Talking Drums

The West African News Magazine

The mystery death of a Catholic Priest

Another political murder in Ghana?

By Elizabeth Ohene

The inexplicable death of Reverend Charles Kukah, a Catholic Priest in Ghana, has raised a furore in the church and, some would say, uncharitable rumours of government involvement. This article tells the facts of the case and the "missing link"
The Mirror, Ghana's most popular weekly', was openly sceptical.

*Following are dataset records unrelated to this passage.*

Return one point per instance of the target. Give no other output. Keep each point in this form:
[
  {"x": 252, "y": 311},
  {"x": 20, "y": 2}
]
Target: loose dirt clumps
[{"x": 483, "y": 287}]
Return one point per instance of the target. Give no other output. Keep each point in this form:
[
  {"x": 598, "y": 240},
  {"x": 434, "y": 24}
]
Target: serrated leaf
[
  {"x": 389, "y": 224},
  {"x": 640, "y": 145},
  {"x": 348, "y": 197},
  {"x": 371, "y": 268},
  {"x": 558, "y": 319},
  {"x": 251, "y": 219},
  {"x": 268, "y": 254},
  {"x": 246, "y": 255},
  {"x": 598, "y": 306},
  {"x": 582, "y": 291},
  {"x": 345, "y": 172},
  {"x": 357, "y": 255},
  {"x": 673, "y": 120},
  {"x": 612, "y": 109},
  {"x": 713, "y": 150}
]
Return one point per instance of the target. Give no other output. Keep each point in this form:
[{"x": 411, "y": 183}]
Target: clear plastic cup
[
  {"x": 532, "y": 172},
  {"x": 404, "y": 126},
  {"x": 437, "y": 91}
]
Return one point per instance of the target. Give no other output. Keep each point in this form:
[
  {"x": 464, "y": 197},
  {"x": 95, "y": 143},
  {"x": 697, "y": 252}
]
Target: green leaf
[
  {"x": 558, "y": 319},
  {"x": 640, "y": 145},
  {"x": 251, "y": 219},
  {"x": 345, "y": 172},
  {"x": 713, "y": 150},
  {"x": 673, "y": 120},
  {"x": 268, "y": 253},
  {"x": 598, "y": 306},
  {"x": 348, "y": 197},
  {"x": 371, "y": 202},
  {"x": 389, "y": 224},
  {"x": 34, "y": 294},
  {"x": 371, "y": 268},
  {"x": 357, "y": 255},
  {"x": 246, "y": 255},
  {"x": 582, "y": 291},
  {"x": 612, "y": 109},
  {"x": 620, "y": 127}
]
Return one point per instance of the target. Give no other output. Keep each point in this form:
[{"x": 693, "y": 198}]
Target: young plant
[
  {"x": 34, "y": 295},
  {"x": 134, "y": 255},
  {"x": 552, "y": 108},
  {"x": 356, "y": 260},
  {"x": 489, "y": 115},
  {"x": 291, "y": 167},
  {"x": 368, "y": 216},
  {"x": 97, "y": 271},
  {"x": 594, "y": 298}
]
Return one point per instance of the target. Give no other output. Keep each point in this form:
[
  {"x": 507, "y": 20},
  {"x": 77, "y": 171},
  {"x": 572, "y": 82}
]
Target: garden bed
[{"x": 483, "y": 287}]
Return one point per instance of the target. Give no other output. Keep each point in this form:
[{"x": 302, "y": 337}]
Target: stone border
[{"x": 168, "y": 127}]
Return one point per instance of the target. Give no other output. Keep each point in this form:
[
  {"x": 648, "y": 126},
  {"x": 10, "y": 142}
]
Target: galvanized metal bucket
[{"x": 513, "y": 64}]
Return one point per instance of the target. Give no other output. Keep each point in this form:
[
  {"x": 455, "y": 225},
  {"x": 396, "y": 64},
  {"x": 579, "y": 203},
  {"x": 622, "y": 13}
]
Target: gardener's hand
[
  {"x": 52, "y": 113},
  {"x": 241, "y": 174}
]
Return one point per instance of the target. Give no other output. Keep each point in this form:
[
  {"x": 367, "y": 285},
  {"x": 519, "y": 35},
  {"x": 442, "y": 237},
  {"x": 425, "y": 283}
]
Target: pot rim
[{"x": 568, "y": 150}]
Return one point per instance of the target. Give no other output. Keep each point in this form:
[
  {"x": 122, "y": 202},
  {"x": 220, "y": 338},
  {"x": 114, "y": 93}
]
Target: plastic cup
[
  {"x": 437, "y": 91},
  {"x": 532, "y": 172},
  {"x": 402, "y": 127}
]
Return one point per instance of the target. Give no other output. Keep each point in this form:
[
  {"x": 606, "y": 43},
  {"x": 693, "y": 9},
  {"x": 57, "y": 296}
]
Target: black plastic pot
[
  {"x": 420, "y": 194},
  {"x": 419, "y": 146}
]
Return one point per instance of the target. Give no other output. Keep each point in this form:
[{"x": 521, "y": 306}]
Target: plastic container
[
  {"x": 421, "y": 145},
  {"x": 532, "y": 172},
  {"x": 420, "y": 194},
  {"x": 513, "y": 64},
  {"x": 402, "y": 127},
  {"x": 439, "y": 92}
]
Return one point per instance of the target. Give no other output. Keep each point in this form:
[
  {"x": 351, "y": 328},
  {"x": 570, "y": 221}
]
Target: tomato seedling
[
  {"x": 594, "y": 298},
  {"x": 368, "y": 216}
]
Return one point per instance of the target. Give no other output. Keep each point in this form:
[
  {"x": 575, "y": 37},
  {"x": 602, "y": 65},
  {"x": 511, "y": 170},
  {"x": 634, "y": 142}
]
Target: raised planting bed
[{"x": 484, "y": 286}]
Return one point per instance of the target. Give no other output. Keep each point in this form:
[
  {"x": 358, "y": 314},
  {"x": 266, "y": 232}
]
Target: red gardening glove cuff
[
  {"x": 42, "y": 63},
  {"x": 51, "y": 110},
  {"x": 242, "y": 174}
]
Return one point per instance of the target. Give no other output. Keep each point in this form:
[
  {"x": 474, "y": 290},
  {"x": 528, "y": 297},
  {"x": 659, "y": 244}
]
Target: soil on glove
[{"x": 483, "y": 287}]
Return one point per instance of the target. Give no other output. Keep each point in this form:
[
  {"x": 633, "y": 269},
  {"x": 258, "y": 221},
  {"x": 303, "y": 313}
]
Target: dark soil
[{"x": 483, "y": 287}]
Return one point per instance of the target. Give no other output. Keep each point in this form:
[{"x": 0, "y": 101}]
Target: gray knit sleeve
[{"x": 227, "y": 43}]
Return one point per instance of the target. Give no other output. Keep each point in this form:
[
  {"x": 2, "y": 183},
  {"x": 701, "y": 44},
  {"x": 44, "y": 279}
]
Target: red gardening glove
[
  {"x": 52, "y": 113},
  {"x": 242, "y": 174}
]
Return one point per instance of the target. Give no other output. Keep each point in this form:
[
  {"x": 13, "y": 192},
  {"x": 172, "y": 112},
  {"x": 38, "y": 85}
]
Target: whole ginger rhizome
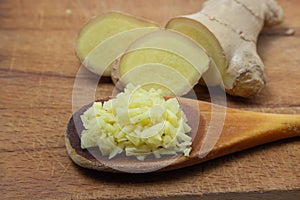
[{"x": 138, "y": 122}]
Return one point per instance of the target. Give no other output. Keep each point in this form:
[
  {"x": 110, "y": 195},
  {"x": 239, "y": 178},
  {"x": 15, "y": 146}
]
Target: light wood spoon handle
[{"x": 240, "y": 130}]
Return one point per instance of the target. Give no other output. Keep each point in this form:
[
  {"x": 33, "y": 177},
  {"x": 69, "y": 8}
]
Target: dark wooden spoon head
[{"x": 92, "y": 158}]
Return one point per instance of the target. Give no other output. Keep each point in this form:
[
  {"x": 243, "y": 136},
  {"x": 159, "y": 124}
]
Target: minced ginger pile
[{"x": 137, "y": 122}]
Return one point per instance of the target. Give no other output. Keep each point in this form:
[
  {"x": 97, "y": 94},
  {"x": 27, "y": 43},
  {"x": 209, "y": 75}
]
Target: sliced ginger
[
  {"x": 217, "y": 43},
  {"x": 163, "y": 59}
]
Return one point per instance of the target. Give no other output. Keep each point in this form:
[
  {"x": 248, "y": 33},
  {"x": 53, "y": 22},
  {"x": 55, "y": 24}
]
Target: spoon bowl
[{"x": 240, "y": 130}]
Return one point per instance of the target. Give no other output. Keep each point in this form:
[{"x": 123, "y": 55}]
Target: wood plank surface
[{"x": 37, "y": 72}]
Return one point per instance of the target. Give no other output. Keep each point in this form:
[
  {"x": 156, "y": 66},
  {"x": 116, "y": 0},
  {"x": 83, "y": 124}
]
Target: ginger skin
[{"x": 232, "y": 27}]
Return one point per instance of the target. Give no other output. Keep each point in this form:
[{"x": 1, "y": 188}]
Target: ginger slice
[
  {"x": 228, "y": 30},
  {"x": 105, "y": 37},
  {"x": 163, "y": 59}
]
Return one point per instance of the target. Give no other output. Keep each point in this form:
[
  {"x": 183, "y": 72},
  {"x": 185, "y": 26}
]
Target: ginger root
[
  {"x": 105, "y": 37},
  {"x": 228, "y": 31},
  {"x": 164, "y": 60}
]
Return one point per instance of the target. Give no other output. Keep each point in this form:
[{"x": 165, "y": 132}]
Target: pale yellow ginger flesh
[
  {"x": 163, "y": 60},
  {"x": 137, "y": 122},
  {"x": 228, "y": 30},
  {"x": 105, "y": 37}
]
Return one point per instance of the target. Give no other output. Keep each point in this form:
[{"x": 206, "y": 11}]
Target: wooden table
[{"x": 38, "y": 68}]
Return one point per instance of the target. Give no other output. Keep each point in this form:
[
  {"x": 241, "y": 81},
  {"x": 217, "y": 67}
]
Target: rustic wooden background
[{"x": 37, "y": 73}]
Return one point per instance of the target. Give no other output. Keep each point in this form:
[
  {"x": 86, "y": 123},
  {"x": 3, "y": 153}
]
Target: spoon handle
[{"x": 245, "y": 129}]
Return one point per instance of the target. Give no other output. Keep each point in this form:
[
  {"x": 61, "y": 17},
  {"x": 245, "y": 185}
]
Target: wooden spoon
[{"x": 241, "y": 130}]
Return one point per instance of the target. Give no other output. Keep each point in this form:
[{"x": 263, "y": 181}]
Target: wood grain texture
[{"x": 37, "y": 72}]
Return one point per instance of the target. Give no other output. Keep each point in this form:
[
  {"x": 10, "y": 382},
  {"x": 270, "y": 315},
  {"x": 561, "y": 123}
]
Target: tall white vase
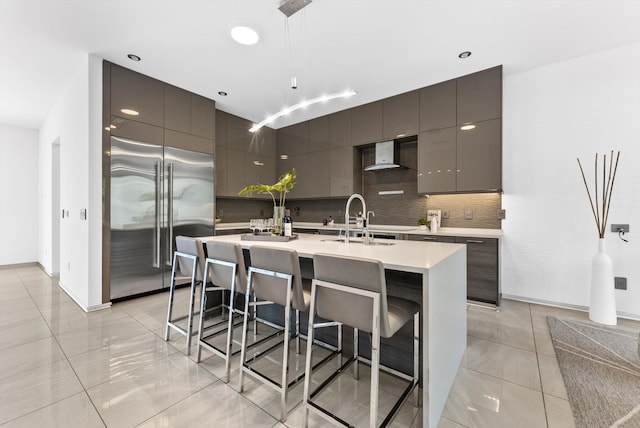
[{"x": 602, "y": 305}]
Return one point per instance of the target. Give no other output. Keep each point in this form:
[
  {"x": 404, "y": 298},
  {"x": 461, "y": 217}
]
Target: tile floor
[{"x": 62, "y": 367}]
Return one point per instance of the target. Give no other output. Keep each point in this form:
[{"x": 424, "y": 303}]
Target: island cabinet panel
[
  {"x": 203, "y": 117},
  {"x": 401, "y": 115},
  {"x": 479, "y": 157},
  {"x": 437, "y": 161},
  {"x": 479, "y": 96},
  {"x": 135, "y": 91},
  {"x": 340, "y": 129},
  {"x": 177, "y": 109},
  {"x": 438, "y": 106},
  {"x": 366, "y": 123},
  {"x": 319, "y": 134},
  {"x": 482, "y": 269},
  {"x": 345, "y": 172},
  {"x": 293, "y": 140}
]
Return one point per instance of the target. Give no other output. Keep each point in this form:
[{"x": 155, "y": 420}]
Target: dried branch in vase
[{"x": 600, "y": 207}]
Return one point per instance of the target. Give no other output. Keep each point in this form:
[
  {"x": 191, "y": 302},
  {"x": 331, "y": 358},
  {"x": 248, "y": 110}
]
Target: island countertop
[{"x": 408, "y": 256}]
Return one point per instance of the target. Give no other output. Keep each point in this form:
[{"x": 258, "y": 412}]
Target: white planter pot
[{"x": 602, "y": 304}]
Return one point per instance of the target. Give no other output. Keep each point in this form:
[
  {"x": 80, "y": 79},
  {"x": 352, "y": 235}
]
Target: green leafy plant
[{"x": 283, "y": 186}]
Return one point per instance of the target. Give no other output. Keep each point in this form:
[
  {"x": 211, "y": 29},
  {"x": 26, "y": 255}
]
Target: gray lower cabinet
[
  {"x": 482, "y": 269},
  {"x": 483, "y": 283}
]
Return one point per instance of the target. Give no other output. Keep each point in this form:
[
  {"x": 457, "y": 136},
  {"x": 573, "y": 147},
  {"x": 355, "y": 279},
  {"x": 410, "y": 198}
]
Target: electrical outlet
[
  {"x": 620, "y": 283},
  {"x": 620, "y": 228}
]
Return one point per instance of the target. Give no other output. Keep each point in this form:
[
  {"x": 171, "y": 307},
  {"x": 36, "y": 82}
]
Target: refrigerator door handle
[
  {"x": 156, "y": 260},
  {"x": 170, "y": 212}
]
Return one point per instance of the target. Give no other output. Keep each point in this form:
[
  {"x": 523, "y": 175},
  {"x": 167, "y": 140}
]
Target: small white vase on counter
[{"x": 602, "y": 304}]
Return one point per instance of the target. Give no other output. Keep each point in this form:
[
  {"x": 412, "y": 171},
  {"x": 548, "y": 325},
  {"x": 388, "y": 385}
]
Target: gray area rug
[{"x": 601, "y": 370}]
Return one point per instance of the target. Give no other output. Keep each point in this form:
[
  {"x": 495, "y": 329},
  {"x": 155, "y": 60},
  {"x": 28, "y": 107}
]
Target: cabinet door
[
  {"x": 438, "y": 106},
  {"x": 221, "y": 168},
  {"x": 479, "y": 96},
  {"x": 135, "y": 91},
  {"x": 235, "y": 172},
  {"x": 400, "y": 115},
  {"x": 437, "y": 161},
  {"x": 318, "y": 134},
  {"x": 293, "y": 140},
  {"x": 479, "y": 157},
  {"x": 366, "y": 123},
  {"x": 203, "y": 116},
  {"x": 177, "y": 109},
  {"x": 340, "y": 129},
  {"x": 482, "y": 269}
]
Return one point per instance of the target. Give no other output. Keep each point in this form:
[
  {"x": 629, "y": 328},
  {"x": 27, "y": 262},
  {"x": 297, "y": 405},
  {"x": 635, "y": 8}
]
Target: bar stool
[
  {"x": 224, "y": 268},
  {"x": 274, "y": 277},
  {"x": 341, "y": 284},
  {"x": 186, "y": 268}
]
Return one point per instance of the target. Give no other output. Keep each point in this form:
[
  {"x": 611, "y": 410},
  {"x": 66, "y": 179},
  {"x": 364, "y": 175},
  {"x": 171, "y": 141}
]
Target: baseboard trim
[{"x": 634, "y": 317}]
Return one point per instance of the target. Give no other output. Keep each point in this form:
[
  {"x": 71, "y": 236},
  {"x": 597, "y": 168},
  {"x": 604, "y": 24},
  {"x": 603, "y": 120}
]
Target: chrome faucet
[{"x": 347, "y": 218}]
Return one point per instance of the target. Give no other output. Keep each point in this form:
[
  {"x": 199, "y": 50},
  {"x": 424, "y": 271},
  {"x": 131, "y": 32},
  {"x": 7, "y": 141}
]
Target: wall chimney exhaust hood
[{"x": 385, "y": 156}]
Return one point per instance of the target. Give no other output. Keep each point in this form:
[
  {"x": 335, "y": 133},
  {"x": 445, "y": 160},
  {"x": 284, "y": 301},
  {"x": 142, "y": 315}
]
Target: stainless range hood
[{"x": 385, "y": 156}]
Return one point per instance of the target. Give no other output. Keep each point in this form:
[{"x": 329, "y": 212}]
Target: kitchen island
[{"x": 443, "y": 269}]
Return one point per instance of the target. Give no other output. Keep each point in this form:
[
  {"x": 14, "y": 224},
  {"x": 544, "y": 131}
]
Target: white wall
[
  {"x": 18, "y": 195},
  {"x": 72, "y": 123},
  {"x": 552, "y": 115}
]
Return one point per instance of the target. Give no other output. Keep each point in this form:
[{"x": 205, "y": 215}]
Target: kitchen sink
[{"x": 353, "y": 241}]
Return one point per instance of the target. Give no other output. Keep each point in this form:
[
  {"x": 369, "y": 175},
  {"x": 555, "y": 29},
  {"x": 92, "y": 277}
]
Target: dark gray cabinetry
[
  {"x": 479, "y": 96},
  {"x": 482, "y": 269},
  {"x": 438, "y": 106},
  {"x": 400, "y": 115},
  {"x": 340, "y": 129},
  {"x": 137, "y": 92},
  {"x": 437, "y": 161},
  {"x": 366, "y": 123},
  {"x": 479, "y": 157}
]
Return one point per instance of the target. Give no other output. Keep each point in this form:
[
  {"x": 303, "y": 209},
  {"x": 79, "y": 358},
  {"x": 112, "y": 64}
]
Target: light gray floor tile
[
  {"x": 73, "y": 412},
  {"x": 25, "y": 392}
]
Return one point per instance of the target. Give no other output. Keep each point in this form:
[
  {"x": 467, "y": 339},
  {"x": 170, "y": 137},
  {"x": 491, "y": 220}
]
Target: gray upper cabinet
[
  {"x": 177, "y": 109},
  {"x": 479, "y": 157},
  {"x": 203, "y": 117},
  {"x": 340, "y": 129},
  {"x": 479, "y": 96},
  {"x": 366, "y": 123},
  {"x": 437, "y": 161},
  {"x": 438, "y": 106},
  {"x": 135, "y": 91},
  {"x": 400, "y": 115},
  {"x": 318, "y": 134}
]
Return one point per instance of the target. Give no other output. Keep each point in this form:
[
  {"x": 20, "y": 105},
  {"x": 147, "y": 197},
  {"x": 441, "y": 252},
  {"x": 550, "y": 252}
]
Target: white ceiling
[{"x": 377, "y": 47}]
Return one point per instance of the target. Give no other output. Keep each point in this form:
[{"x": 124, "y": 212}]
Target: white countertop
[
  {"x": 413, "y": 230},
  {"x": 408, "y": 256}
]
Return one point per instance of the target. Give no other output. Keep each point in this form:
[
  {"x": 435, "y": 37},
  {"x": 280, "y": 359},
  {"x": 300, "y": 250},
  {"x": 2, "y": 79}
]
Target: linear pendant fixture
[{"x": 300, "y": 105}]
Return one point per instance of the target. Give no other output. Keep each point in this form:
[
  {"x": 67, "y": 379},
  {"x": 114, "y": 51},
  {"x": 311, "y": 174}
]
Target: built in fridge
[{"x": 157, "y": 193}]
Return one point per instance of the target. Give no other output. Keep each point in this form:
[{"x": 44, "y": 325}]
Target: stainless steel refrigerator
[{"x": 157, "y": 193}]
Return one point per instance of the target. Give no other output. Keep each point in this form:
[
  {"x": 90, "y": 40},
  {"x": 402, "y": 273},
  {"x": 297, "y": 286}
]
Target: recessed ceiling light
[{"x": 244, "y": 35}]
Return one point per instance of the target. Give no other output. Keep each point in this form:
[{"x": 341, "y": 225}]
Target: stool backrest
[
  {"x": 220, "y": 275},
  {"x": 274, "y": 289},
  {"x": 191, "y": 246},
  {"x": 351, "y": 309}
]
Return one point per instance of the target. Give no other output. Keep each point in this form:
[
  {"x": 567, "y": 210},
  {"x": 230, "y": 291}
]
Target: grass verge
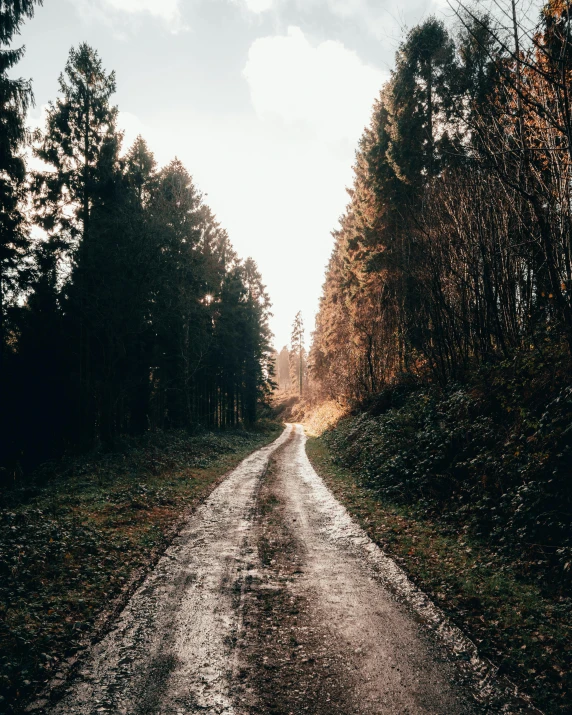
[
  {"x": 514, "y": 623},
  {"x": 75, "y": 544}
]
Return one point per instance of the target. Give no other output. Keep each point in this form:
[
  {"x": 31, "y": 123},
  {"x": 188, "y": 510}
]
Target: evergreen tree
[
  {"x": 297, "y": 352},
  {"x": 74, "y": 201}
]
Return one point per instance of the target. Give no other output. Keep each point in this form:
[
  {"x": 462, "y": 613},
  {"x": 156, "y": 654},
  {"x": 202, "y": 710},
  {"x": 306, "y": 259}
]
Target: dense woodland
[
  {"x": 455, "y": 249},
  {"x": 124, "y": 306},
  {"x": 445, "y": 325},
  {"x": 446, "y": 317}
]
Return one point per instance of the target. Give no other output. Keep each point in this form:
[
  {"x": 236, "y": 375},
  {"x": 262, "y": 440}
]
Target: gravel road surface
[{"x": 272, "y": 600}]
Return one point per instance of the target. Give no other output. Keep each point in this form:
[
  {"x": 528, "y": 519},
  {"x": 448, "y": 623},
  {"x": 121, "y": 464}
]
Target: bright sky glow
[{"x": 263, "y": 100}]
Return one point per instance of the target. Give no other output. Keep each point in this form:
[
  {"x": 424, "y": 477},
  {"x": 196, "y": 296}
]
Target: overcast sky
[{"x": 263, "y": 100}]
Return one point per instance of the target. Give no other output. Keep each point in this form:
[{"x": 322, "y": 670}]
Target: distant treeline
[
  {"x": 455, "y": 250},
  {"x": 129, "y": 309}
]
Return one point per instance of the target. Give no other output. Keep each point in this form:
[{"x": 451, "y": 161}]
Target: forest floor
[
  {"x": 272, "y": 600},
  {"x": 78, "y": 538},
  {"x": 521, "y": 629}
]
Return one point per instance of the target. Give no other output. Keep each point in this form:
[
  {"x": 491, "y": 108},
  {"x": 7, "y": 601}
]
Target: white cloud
[
  {"x": 112, "y": 12},
  {"x": 258, "y": 6},
  {"x": 167, "y": 10},
  {"x": 327, "y": 87}
]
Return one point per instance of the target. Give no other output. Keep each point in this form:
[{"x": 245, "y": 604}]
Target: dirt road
[{"x": 272, "y": 600}]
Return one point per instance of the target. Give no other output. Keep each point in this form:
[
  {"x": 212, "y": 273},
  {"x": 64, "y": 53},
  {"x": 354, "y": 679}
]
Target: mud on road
[{"x": 271, "y": 600}]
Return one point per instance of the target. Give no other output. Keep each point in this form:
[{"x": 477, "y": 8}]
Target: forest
[
  {"x": 444, "y": 333},
  {"x": 124, "y": 306}
]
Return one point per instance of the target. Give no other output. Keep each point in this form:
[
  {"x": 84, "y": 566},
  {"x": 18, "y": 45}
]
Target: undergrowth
[
  {"x": 471, "y": 487},
  {"x": 76, "y": 538}
]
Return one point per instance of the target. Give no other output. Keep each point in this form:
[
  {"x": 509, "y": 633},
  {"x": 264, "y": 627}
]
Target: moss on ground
[
  {"x": 74, "y": 543},
  {"x": 515, "y": 623}
]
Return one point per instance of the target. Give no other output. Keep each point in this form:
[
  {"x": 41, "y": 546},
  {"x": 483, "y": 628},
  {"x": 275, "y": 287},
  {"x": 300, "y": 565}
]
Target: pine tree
[
  {"x": 297, "y": 343},
  {"x": 15, "y": 99}
]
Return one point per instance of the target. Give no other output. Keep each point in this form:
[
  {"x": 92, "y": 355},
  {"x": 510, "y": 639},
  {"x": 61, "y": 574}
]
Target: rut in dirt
[{"x": 272, "y": 600}]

The paper's front page story of January 11, 1986, under banner headlines "Priest in Mystery Death - Questions Abound", left no doubts at all that the paper felt that there were unexplained circumstances about the death of Reverend Brother Charles Kukah.

Their unease was in spite of the fact that according to the paper, "officially, the post-mortem at the Korle Bu Teaching Hospital mortuary had established that Rev. Kukah died by drowning and there was no evidence of foul play". In the report, an unnamed fellow priest is quoted as saying: "There is a mystery surrounding his death, but who answers the questions?".

Altogether, a strange choice of words for The Mirror, leaving the clear impression that there was an official story and an unofficial one and that the official one was not credible.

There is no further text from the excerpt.